Movía la cabeza el viejo banquero, avizores los ojos rapaces tras la nariz ganchuda. En realidad monseñor Corvo era casi veinte años más joven que él; pero al titular de la sede hispalense le gustaba darse aires venerables, por aquello de la dignidad del cargo.
– Pencho es un triunfador -apuntó Machuca-. Y no teme que le apaguen el cirio.
Había un brillo socarrón tras los párpados entrecerrados del anciano. Una de sus manos se hundía en el bolsillo de la americana cruzada de corte antiguo, y la otra colgaba a un costado, casi tan descarnada como la que extinguía la llama en el lienzo de Valdés Leal. El arzobispo sonrió, cómplice.
– Todos estamos sujetos a la voluntad de Dios -dijo en tono profesional.
Gavira lo admitió vagamente, sin cuestionar la cosa. Miraba al viejo banquero y éste interpretó el gesto:
– Hablábamos de tu iglesia.
Aquilino Corvo pasó por alto el posesivo sin alterar la sonrisa, cosa que Gavira consideró de buen augurio. A fin de cuentas, el Arzobispado iba a recibir una substanciosa indemnización, amén del compromiso contraído por el Cartujano de construir una iglesia en otro sitio. Sin olvidar la fundación para la obra social entre la comunidad gitana, que el arzobispo había deslizado hábilmente en el paquete. En última instancia, alguien había tenido también que costearle la jofaina a Pilatos.
– Todavía es la iglesia de Su Ilustrísima -matizó atento Gavira, que nunca cerraba todos los caminos a nadie. Conocía los riesgos de negar retiradas dignas.
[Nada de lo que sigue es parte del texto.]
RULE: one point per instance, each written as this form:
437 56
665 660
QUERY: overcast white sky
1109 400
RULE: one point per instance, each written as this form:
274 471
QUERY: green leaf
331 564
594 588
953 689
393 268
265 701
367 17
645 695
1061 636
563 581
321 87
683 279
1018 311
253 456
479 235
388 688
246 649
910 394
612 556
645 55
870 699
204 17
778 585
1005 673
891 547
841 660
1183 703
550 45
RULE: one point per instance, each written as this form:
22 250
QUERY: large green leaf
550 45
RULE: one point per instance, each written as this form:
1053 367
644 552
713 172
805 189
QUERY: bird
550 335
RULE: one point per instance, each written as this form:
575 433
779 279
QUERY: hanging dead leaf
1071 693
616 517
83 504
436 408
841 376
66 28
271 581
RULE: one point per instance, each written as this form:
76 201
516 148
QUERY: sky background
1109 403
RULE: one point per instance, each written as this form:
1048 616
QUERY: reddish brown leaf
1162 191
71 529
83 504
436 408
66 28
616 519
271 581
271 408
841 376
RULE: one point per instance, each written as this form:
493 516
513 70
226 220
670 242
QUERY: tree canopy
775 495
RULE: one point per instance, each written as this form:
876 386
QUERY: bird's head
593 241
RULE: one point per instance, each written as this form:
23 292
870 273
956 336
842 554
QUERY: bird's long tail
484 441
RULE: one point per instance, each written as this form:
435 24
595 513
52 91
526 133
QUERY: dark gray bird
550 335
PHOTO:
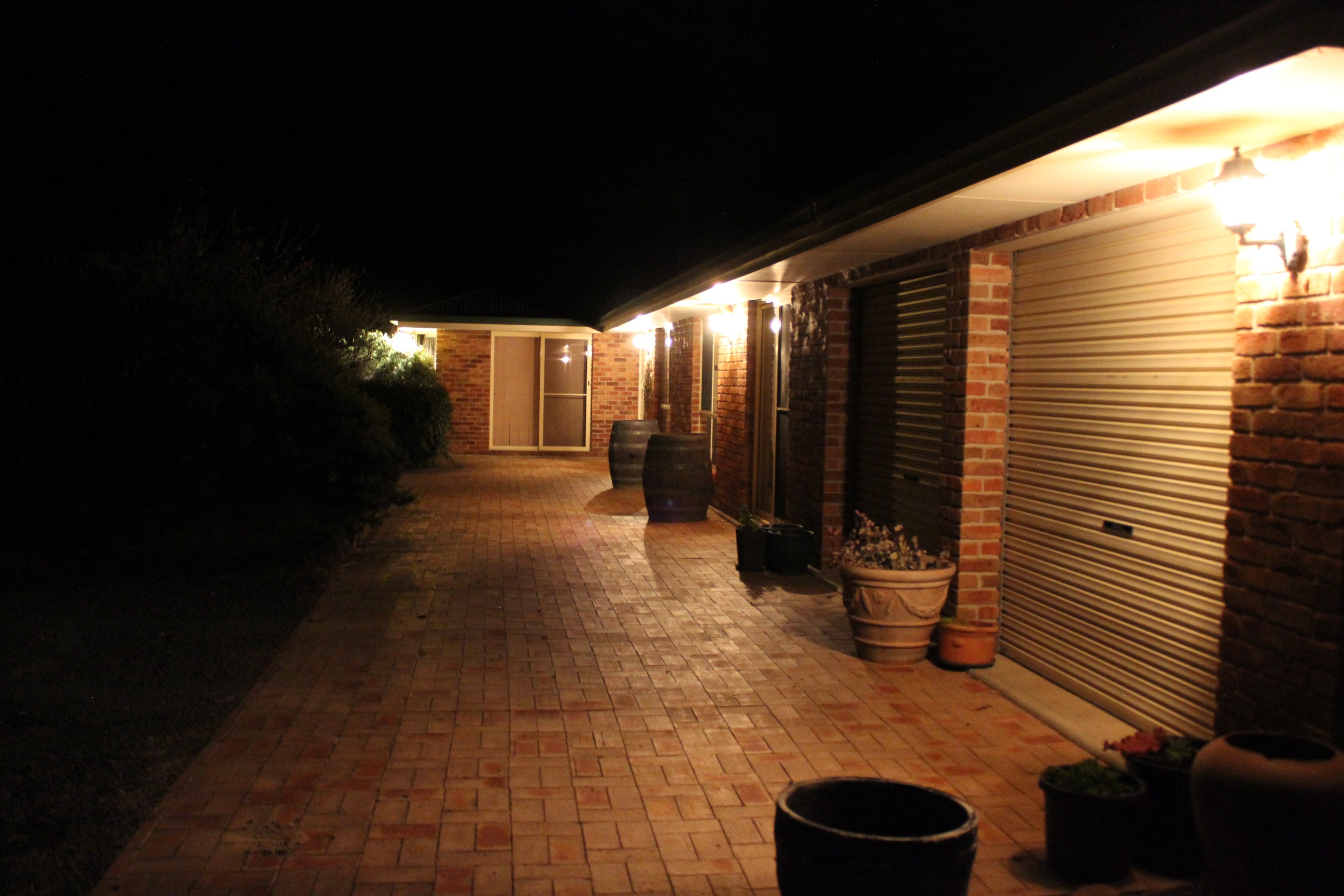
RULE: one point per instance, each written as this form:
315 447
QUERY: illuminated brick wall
464 367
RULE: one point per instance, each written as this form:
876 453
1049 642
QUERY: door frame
541 336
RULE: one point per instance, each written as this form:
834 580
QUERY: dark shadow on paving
110 691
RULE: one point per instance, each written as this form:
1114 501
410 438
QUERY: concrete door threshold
1084 723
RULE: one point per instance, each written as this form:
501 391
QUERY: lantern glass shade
1241 194
1242 203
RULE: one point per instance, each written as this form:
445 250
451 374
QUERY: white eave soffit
1288 99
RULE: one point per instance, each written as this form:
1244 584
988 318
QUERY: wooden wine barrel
678 481
625 454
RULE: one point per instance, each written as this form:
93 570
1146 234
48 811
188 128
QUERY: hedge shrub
201 389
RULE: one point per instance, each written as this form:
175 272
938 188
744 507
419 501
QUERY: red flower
1140 743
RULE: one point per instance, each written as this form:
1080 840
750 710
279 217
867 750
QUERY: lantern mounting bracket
1296 261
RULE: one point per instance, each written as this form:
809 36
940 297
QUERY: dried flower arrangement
877 547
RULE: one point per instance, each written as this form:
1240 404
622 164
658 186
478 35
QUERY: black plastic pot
788 549
1167 840
867 836
1092 838
1269 808
750 550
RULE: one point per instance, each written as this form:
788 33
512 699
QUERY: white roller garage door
1117 465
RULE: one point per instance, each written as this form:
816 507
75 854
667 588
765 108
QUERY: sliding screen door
516 393
565 401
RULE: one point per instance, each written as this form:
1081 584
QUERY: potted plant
967 644
788 549
893 592
1092 820
1167 840
1269 808
750 542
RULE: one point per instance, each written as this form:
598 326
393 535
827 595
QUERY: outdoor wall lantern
1243 201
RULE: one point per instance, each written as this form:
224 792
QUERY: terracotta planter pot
1269 809
968 645
893 612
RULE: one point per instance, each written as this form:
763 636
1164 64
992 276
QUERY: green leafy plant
877 547
1090 778
749 520
1159 746
421 412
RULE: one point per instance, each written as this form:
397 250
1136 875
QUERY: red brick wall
975 428
464 367
648 386
1284 585
734 415
616 385
1281 659
975 389
684 360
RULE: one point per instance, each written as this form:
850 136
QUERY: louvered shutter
897 451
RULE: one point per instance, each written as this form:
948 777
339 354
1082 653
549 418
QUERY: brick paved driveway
521 687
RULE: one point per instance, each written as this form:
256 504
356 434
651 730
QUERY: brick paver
522 687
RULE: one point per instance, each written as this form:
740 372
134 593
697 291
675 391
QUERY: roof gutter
1269 34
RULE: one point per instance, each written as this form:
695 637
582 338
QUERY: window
541 391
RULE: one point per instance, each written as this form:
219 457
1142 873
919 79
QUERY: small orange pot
967 645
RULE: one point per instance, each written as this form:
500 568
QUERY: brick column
616 385
734 417
464 369
1284 589
975 428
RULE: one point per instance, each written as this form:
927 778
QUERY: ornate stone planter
893 612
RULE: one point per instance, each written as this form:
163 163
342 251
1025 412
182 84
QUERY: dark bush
202 391
421 410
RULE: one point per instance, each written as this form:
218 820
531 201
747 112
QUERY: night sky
566 155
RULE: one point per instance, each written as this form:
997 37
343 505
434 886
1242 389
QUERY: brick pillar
1284 589
616 385
734 415
464 369
975 428
684 362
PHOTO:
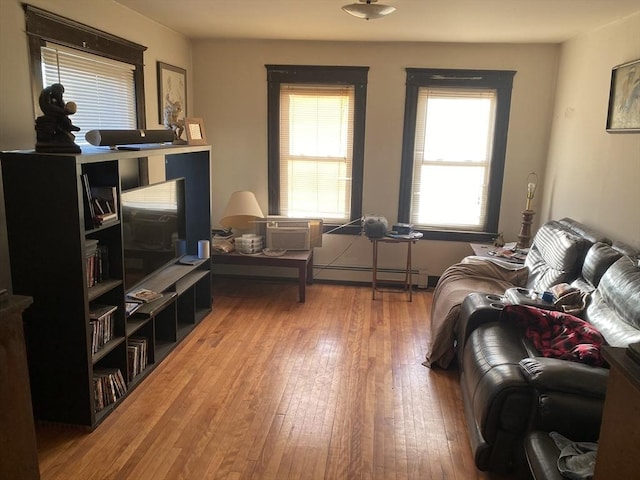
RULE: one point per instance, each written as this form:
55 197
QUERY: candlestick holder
524 237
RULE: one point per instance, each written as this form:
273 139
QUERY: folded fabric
569 299
557 334
577 460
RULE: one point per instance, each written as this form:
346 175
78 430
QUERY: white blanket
473 274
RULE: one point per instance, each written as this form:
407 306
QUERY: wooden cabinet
19 458
50 233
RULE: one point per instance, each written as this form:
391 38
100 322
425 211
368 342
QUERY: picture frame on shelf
624 99
195 131
172 92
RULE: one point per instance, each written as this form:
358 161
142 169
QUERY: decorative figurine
53 129
171 121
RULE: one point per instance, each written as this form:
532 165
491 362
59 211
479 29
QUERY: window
453 151
104 89
102 73
316 141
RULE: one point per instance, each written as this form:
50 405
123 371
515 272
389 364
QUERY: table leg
408 273
310 269
302 282
374 280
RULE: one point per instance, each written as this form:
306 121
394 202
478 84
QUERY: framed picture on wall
172 94
624 99
195 131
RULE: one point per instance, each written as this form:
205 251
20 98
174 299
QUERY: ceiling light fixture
368 9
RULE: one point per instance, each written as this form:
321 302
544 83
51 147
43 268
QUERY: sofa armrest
570 396
553 374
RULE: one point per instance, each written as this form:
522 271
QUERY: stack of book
97 262
108 387
137 355
102 202
102 326
92 262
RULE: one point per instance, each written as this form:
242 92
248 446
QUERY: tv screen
153 224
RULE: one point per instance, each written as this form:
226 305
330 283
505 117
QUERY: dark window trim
43 26
502 81
342 75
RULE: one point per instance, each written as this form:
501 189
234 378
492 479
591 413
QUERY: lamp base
524 237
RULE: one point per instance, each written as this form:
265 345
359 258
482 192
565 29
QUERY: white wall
592 175
17 119
231 90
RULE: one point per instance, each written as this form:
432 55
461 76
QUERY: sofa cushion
615 306
598 259
591 234
555 257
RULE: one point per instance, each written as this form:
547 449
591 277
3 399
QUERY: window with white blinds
316 150
452 157
103 89
453 151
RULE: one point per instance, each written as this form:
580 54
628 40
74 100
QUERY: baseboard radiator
345 274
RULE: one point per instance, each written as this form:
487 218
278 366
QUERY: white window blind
316 150
452 157
103 89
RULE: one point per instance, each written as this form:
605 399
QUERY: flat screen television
153 226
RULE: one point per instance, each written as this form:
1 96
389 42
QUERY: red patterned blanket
557 334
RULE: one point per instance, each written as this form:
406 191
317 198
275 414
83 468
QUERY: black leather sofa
508 388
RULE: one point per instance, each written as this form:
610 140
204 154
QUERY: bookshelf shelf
106 349
84 268
101 288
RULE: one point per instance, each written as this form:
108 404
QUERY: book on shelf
87 192
131 307
102 326
137 355
102 202
143 295
108 386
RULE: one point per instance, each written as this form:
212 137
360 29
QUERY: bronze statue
172 111
53 129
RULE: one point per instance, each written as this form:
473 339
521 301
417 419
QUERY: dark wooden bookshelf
49 224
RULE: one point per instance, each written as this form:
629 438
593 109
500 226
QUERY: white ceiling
510 21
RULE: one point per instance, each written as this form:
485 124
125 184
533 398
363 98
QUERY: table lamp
524 237
241 210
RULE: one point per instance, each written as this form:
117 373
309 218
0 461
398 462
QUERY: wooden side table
406 283
300 259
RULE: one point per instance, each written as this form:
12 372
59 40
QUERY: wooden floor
269 388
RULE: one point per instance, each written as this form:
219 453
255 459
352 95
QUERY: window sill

Monseñor Corvo agradeció el detalle con un gesto de la mano donde brillaba el anillo. Puesto que de iglesias se trataba, parecía obligado un comentario oficial al respecto.
– Conflicto doloroso -dijo tras breve silencio en busca de la frase adecuada.
– Pero inevitable -añadió Gavira.
Puso gesto de pésame para suavizar el matiz. Tono grave, algo sobreentendido de hombre a hombre, conscientes ambos de las decisiones penosas que a veces imponía el progreso. Por el rabillo del ojo vio intensificarse el brillo socarrón tras los párpados entornados de Octavio Machuca, y recordó que el viejo estaba al corriente de que, entre las ofertas hechas por el Cartujano a Su Ilustrísima, se contaba un informe todavía inédito sobre las actividades contrarias al celibato de media docena de clérigos de su diócesis. Todos eran sacerdotes muy queridos en sus parroquias, y la publicación de tales datos, que incluían fotografías y declaraciones, habría causado serio revuelo. Aquilino Corvo no contaba con medios ni autoridad técnica para encarar el problema, y un escándalo podía obligarlo a tomar decisiones que deseaba menos que nadie. Aquellos sacerdotes eran buenos hombres; y en tiempos de cambio y escasez de vocaciones, cualquier decisión precipitada arriesgaba ser inoportuna, y lamentable. Por eso Monseñor había aceptado con alivio el compromiso de Gavira para comprar y bloquear el informe. En la Iglesia católica, problema aplazado significaba problema resuelto.